Evening Leaders: Loeb Reiterates Call for Yahoo Chairman’s Exit, Greek Crisis, Google Rivals Team Up, Facebook IPO Delayed, Spain Faces Rating Risks

Loeb Reiterates Call for Yahoo Chairman’s Exit (DealBook)
Well, that is one way to deal with an activist investor.
The hedge fund manger Daniel S. Loeb says in a new filing that a phone conversation on Monday with Jerry Yang and Roy Bostock of Yahoo ended with Mr. Bostock hanging up on him. Or, in Mr. Loeb’s description, it ended with “Mr. Bostock’s abrupt unilateral termination of the call.”
And what Mr. Loeb, whose hedge fund recently took a 5.15 percent stake in Yahoo, heard before that moment did not please him.

THIRD POINT

Germany and France Back Greece on Austerity Effort (NY Times)
The Greek prime minister vowed to abide by austere cuts in the struggling country’s budget, and the leaders of France and Germany promised to support Greece as a central part of the euro zone, the three officials said Wednesday in a statement after a joint conference call.
In their call, French President Nicolas Sarkozy and German Chancellor Angela Merkel had been expected to tell the Greek prime minister, George Papandreou, that he must meet deficit-cutting promises to the European Union and the International Monetary Fund in return for subsidized loans and a second bailout.

Google Rivals Team Up in Ad Plan (WSJ)
In a bid to take on Google Inc., rival Internet companies Yahoo Inc., Microsoft Corp. and AOL Inc. have started pitching Madison Avenue executives on plans to join together to sell ads on each other’s sites, according to people familiar with the matter.
The new system would make it possible for advertisers to buy display ads on Yahoo, Microsoft and AOL sites that the Internet companies don’t sell directly to marketers, these people say. It would launch later this year or early 2012, the people said.

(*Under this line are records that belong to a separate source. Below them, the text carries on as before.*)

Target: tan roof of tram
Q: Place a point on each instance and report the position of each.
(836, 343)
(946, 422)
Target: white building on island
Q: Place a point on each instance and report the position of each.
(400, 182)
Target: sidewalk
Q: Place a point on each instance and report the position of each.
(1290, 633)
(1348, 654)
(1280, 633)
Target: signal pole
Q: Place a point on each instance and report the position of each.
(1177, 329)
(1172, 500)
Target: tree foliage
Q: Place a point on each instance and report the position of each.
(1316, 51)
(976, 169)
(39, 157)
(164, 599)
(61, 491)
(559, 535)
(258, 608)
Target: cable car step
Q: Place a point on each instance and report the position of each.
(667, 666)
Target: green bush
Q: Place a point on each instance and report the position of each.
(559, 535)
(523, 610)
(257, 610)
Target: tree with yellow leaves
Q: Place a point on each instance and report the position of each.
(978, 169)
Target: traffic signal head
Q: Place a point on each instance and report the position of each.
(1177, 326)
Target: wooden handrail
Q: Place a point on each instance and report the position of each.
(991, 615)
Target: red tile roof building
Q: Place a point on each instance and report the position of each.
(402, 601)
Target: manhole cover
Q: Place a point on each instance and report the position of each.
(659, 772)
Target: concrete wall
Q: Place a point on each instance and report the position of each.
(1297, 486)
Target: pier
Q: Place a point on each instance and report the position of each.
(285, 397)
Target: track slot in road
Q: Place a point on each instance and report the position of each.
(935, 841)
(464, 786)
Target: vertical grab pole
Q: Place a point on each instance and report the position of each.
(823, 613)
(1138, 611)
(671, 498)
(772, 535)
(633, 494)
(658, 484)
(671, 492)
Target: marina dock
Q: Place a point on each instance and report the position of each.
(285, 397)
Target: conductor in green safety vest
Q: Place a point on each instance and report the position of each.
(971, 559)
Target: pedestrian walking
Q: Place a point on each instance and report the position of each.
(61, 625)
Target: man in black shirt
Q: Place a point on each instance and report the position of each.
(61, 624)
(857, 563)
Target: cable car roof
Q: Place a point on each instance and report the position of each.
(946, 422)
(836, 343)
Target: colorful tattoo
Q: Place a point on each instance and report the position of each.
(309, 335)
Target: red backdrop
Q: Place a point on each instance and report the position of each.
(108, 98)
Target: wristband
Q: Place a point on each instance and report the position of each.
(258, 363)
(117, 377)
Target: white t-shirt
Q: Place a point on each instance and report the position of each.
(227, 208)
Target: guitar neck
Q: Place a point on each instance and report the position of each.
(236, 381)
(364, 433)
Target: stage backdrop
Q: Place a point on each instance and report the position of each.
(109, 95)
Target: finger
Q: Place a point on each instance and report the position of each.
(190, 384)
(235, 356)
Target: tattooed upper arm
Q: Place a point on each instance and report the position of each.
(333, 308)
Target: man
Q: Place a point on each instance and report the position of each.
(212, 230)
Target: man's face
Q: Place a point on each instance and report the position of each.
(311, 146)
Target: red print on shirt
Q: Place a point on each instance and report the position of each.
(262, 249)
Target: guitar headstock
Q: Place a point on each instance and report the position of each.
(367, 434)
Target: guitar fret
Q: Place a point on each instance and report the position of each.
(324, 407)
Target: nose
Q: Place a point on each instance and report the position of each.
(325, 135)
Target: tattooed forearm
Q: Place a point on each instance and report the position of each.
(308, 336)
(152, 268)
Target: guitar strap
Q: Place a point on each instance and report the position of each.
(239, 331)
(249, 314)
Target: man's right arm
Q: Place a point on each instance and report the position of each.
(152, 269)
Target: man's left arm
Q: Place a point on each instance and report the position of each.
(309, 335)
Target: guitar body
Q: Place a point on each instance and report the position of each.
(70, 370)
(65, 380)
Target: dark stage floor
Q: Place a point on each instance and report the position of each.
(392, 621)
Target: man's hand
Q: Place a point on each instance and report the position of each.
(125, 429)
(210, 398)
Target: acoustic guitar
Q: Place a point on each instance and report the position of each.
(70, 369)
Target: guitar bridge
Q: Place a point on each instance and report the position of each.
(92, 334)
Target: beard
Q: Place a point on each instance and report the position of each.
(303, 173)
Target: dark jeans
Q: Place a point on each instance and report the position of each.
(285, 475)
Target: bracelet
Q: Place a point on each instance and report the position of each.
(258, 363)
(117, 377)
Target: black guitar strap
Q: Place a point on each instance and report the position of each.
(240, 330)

Facebook puts off IPO until late 2012 (FT)
Facebook is preparing to launch its blockbuster initial public offering in the US towards the end of next year, a later public debut by the social networking site than had been widely anticipated, say people familiar with the company. The IPO, expected to be one of the world’s biggest with recent private share sales valuing Facebook at more than $66.5bn, has been expected by April 2012, with persistent speculation that it could even come this year.

Spain Faces Rating Risks on ‘Downside’ as Regions Lag Targets, Fitch Says (Bloomberg)
Spain faces risks “on the downside” to its credit rating as growth slows and regional governments fall behind schedule on deficit-reduction targets, Fitch Ratings Director Douglas Renwick said.
“Risks for the credit rating are clearly on the downside,” London-based Renwick said in a telephone interview yesterday. “The regional deficit performance adds to pressure on the central government to make the needed cuts.”